On Jan. 30, 1962, three schoolgirls started giggling in a boarding school classroom in the northeastern corner of what is now Tanzania—and touched off a very strange epidemic. The three couldn’t stop laughing—and soon the uncontrollable cackles spread to their classmates. The laughing attacks lasted from a few minutes up to a few hours; one poor girl reportedly experienced symptoms for 16 straight days. Victims couldn’t focus on their schoolwork, and would lash out if others tried to restrain them.
When 95 of the school’s 159 pupils had come down with what came to be known as omuneepo, the Swahili word for laughing disease, the school shut down. The students returned to their villages, taking omuneepo with them. The affliction spread from person to person, school to school, village to village. “The education of the children is being seriously interfered with and there is considerable fear among the village communities,” noted local medical officers in a 1963 report in the Central African Journal of Medicine. They could find no explanation for the matter. When the epidemic finally died down months later, roughly a thousand people had been struck by the “laughing disease.”

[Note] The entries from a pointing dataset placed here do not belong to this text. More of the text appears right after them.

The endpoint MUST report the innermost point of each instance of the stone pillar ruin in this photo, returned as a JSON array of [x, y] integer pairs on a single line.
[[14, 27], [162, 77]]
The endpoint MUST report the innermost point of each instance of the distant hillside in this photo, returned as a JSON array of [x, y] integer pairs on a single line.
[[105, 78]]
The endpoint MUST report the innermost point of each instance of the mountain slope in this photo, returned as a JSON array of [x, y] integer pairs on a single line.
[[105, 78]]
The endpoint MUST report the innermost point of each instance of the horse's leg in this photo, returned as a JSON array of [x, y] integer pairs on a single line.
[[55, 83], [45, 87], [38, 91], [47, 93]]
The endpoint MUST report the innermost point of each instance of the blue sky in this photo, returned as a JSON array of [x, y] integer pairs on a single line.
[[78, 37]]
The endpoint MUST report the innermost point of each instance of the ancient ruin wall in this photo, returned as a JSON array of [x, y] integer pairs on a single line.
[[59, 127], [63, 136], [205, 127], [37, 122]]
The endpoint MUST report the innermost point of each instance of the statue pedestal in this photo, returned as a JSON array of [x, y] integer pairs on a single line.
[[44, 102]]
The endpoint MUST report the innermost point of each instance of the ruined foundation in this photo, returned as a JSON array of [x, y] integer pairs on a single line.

Laughter is a vexing subject even when it’s not spreading through the countryside like a virulent disease. Take the work of Robert Provine, a neuroscientist and psychology professor at the University of Maryland, Baltimore County. For his book, Laughter: A Scientific Investigation, Provine engaged in what he called “sidewalk neuroscience,” tracking and observing real-world laughter. He and his collaborators used tape recorders to capture more than a thousand “laugh episodes” in bars, shopping malls, cocktail parties, and class reunions. And he had dozens of student volunteers note in a “laugh log” the circumstances around every time they tittered, chuckled, or guffawed.